The Monthly Briefing revisits a selection of important news, features and announcements published on ArtsHub over the past four weeks. Sign up here to receive direct to your inbox.
Politics, policy and passion set the tone for August – a month that increasingly became impossible to just slip by; to ignore.
The arts has had to manage incredible disruption and disrespect over the past five years, with rolling funding cuts and a perpetual demoting of its value within political ranks. Sadly that thinking has not improved.
It would appear that the sector continues to be a pawn for political folly – both short sighted and cavalier in its lack of consultation.
Earlier this month over 240 visual artists and peak visual arts organisations gathered in Canberra (14-15 August) for National Association for Visual Artists (NAVA) conference Future/Forward. The topic on the table was how can we – as a sector – advocate for greater visibility, better policy and a more stringent Code of Practice?
I would have to agree with the point made by NAVA CEO Esther Anatolitis: ‘Study after study shows us that artists’ working conditions are becoming more and more precarious; average incomes are falling; industry standard fees and payments are too often not observed …We urgently need standards that are applied and enforced ethically.’
It echoed the Federal Government’s survey into the Major Performing Arts (MPA) Framework, which was in full swing during August. The sector is doing its part in advocating proactive change, but are the politicians taking it on board?
The timing was uncanny for both, given that within a week of addressing artists at the NAVA conference, Minister for the Arts and Minister for Communications, Senator Mitch Fifield resigned (23 August), a casualty of the #libspill.
He was later reappointed to the position as part of Prime Minister Scott Morrison’s new cabinet – doubtless leaving some in the sector disappointed at the lack of a new broom in the portfolio.The news of Fifield’s resignation came a day after Peter Louca, Executive Director of Arts South Australia, was dismissed by the Marshall Liberal Government, and just two weeks before the SA state budget is to be handed down on 4 September.
Sector sources have concerns that Louca’s dismissal may be the next step in downgrading Arts South Australia’s influence and agency.
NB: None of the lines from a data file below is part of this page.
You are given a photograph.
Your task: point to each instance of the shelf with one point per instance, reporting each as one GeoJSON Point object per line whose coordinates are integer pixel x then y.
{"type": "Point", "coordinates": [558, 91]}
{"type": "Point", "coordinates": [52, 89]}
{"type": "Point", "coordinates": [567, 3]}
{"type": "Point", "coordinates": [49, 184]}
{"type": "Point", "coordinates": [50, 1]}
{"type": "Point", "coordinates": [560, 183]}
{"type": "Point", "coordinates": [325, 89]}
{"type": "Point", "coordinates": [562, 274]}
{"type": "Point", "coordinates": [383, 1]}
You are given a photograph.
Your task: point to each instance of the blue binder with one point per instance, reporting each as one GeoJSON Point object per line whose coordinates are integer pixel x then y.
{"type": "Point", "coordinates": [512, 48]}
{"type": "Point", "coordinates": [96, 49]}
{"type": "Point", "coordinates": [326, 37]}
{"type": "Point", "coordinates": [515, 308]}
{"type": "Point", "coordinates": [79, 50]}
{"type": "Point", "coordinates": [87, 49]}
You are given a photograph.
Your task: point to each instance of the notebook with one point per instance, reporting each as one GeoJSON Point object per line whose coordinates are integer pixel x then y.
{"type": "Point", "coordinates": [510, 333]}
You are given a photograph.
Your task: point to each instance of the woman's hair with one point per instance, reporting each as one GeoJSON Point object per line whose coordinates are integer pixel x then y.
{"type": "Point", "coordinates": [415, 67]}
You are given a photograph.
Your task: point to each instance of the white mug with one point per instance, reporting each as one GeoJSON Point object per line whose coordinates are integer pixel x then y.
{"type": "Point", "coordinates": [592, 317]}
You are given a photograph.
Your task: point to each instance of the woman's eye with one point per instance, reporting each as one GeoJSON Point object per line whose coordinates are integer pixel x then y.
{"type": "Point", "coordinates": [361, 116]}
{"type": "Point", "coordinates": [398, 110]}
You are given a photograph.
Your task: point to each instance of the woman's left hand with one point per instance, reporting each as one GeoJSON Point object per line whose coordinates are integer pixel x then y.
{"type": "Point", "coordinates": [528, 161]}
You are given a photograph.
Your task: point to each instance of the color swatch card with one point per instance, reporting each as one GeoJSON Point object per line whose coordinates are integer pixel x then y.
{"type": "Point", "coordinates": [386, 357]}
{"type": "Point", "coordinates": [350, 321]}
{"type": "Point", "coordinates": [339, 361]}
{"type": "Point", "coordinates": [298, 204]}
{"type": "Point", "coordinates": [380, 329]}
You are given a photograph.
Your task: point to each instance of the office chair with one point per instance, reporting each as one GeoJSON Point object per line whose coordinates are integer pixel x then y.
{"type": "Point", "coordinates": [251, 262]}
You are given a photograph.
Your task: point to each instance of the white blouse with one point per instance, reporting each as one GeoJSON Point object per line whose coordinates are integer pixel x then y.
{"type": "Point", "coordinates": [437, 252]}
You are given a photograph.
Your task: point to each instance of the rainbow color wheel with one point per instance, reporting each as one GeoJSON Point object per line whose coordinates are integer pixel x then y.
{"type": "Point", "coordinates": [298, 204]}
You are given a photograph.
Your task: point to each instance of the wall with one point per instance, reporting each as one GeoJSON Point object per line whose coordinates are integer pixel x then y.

In a public letter, the Arts Industry Council of South Australia (AICSA) expressed anxiety over the lack of detail regarding future intent – the Premier declining to meet with the peak org before the budget. As if afterwards would be more effective?
AICSA will hold a State Budget briefing forum on Thursday 13 September at 5:30pm at ACE Open in Adelaide.
The timing of Louca’s dismissal again lacked total connection or consultation with the sector. South Australia is in the midst of a month-long festival celebrating its living artists (SALA). I am not a pessimist by nature, however, the constant destabilising of the arts results in damage that lasts well beyond a political cycle.
But all was not bleak this August. While politics continued to rupture the sector nationally, a show of self-determination and resilience in the visual arts also set the tone this month.
Melbourne Art Fair returned with a reinvented format in the Southbank Arts Precinct (2-4 August), pushed the boutique line. Dealers gave the new format the thumbs up, and with 15,076 visitors reported to have attended the Fair over four days, and $9.1 million in art sales, it is clear to all that this “tester” is a good model to grow.
And in the Territory, the 2018 Darwin Festival (9-26 August) has reported the most successful attendance in its 39-year history – achieving its highest gross box office with 55% of ticketed shows sold out and over 44,000 tickets told.
Both events are a message to politicians that the arts count! They drive tourism, they drive local economies and they offer pathways for understanding. Study after study have proven this to be the case, but this month’s machinations by our politicians show that, save for the odd artsy photo-op, they are clearly not listening to the sector.